Laurel encourages me to work on other projects. It’s crucial for you to remain creative, she says. The more you write, particularly different genres, the better it is.

So I follow her advice. Not that hard since I have enough ideas to keep me going.

And do not forget to read, too, she adds.

So I visit bookshops.

The great advantage with an agent is that I can ask Laurel if an idea is worth my time and emotional engagement.

In the spring, she gave me the green light for one project.

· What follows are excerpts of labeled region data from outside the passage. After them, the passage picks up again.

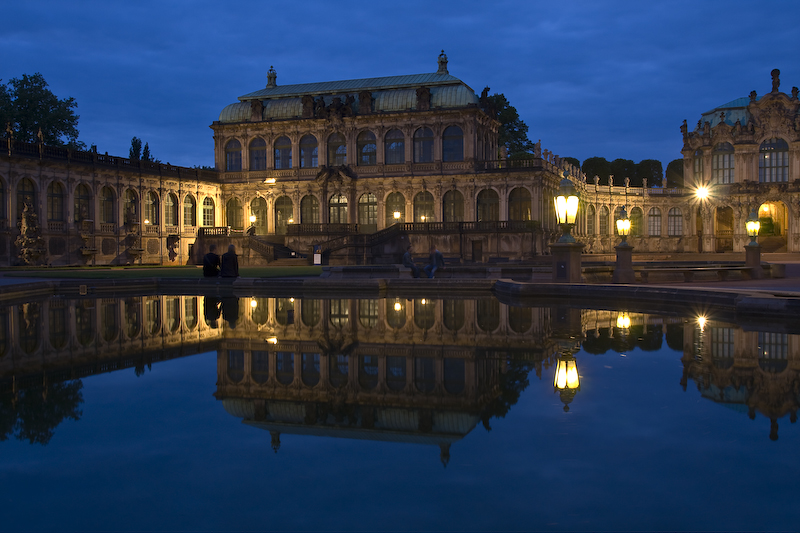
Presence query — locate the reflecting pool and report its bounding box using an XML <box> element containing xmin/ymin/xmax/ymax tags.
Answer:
<box><xmin>0</xmin><ymin>295</ymin><xmax>800</xmax><ymax>530</ymax></box>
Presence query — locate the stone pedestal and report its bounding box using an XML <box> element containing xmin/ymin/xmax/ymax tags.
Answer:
<box><xmin>550</xmin><ymin>242</ymin><xmax>583</xmax><ymax>283</ymax></box>
<box><xmin>744</xmin><ymin>244</ymin><xmax>764</xmax><ymax>279</ymax></box>
<box><xmin>611</xmin><ymin>242</ymin><xmax>636</xmax><ymax>283</ymax></box>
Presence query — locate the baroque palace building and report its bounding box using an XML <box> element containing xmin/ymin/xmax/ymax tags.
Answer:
<box><xmin>0</xmin><ymin>57</ymin><xmax>800</xmax><ymax>265</ymax></box>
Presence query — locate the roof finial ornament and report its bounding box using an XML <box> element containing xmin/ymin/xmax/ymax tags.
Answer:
<box><xmin>267</xmin><ymin>65</ymin><xmax>278</xmax><ymax>89</ymax></box>
<box><xmin>436</xmin><ymin>50</ymin><xmax>450</xmax><ymax>74</ymax></box>
<box><xmin>771</xmin><ymin>68</ymin><xmax>781</xmax><ymax>93</ymax></box>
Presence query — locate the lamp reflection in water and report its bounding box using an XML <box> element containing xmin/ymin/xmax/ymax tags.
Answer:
<box><xmin>553</xmin><ymin>348</ymin><xmax>581</xmax><ymax>413</ymax></box>
<box><xmin>553</xmin><ymin>307</ymin><xmax>583</xmax><ymax>413</ymax></box>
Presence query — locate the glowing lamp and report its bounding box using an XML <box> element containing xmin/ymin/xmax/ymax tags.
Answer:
<box><xmin>554</xmin><ymin>171</ymin><xmax>578</xmax><ymax>242</ymax></box>
<box><xmin>745</xmin><ymin>209</ymin><xmax>761</xmax><ymax>246</ymax></box>
<box><xmin>617</xmin><ymin>207</ymin><xmax>631</xmax><ymax>246</ymax></box>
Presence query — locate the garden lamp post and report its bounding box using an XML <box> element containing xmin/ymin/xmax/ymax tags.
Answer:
<box><xmin>612</xmin><ymin>207</ymin><xmax>636</xmax><ymax>283</ymax></box>
<box><xmin>550</xmin><ymin>174</ymin><xmax>583</xmax><ymax>283</ymax></box>
<box><xmin>744</xmin><ymin>208</ymin><xmax>764</xmax><ymax>279</ymax></box>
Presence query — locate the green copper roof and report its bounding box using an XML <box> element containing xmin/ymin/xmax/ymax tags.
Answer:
<box><xmin>219</xmin><ymin>80</ymin><xmax>478</xmax><ymax>123</ymax></box>
<box><xmin>239</xmin><ymin>72</ymin><xmax>474</xmax><ymax>102</ymax></box>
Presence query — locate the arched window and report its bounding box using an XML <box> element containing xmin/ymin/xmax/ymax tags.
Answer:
<box><xmin>144</xmin><ymin>191</ymin><xmax>161</xmax><ymax>226</ymax></box>
<box><xmin>250</xmin><ymin>197</ymin><xmax>267</xmax><ymax>235</ymax></box>
<box><xmin>275</xmin><ymin>135</ymin><xmax>292</xmax><ymax>170</ymax></box>
<box><xmin>508</xmin><ymin>305</ymin><xmax>533</xmax><ymax>333</ymax></box>
<box><xmin>596</xmin><ymin>206</ymin><xmax>608</xmax><ymax>235</ymax></box>
<box><xmin>183</xmin><ymin>194</ymin><xmax>197</xmax><ymax>226</ymax></box>
<box><xmin>586</xmin><ymin>205</ymin><xmax>596</xmax><ymax>236</ymax></box>
<box><xmin>508</xmin><ymin>187</ymin><xmax>531</xmax><ymax>220</ymax></box>
<box><xmin>125</xmin><ymin>189</ymin><xmax>139</xmax><ymax>224</ymax></box>
<box><xmin>630</xmin><ymin>207</ymin><xmax>644</xmax><ymax>237</ymax></box>
<box><xmin>442</xmin><ymin>191</ymin><xmax>464</xmax><ymax>222</ymax></box>
<box><xmin>328</xmin><ymin>194</ymin><xmax>347</xmax><ymax>224</ymax></box>
<box><xmin>358</xmin><ymin>192</ymin><xmax>378</xmax><ymax>225</ymax></box>
<box><xmin>17</xmin><ymin>178</ymin><xmax>36</xmax><ymax>220</ymax></box>
<box><xmin>386</xmin><ymin>192</ymin><xmax>406</xmax><ymax>226</ymax></box>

Another nonfiction Picture Book that I sent her last week, after writing countless drafts. It’s likely too long, but I started with 5000 words and came up with 1700, so cutting another few hundred words should be a no-brainer, right? 🙂

Then Laurel asked me to revise a lyrical piece. Her immediate comment when she read it had made my day. “This is clearly written from the heart,” she wrote.

It is a very important piece to me, she’s right. I’d love to share more with you now and hope to be able to do so very soon. But for now, I can only say that I was very open to a new draft, based on her comments, although I was not sure I could change my ending. More importantly I didn’t know where and how to start this revision.

Responding to critique is hard. Writers are so attached to their words. It took us so much time to find the right ones, the perfect simile, the voice to tell this specific story.

So I stepped back and visited bookshops. And libraries, too.

Over the years, however, I’ve learned to listen to my critique partners’ comments and suggestions. At first, I want to shake my head and say, “You don’t get it.” But later, alone, reading out-loud my manuscript and their feedback, I’m able to analyze my own work with enough impartiality to consider my partners’ point of view. And now my agent’s opinion, too.

Her years of experience in the industry give her the tools I need to shape a piece that not only respond to her legitimate concerns and valid suggestions but also give more power to my initial idea. Including the ending that I thought was perfect the way it was. Revising doesn’t mean changing what I intended to do, I realized, but to see the piece with a different angle that ultimately will make it shine in a timely and timeless way.

So I happily forwarded this new draft to Laurel last week, too.

Now I can barely wait for my Thursday update.

But we are only Monday 😦

I do not want to agonize, so what do I do?

I write, of course.

And this blog post counts since it’s a bridge from me to you, reading me today.

And I visit bookshops, too.

I also stop and smell the roses.

Or rather the magnolia now in full bloom.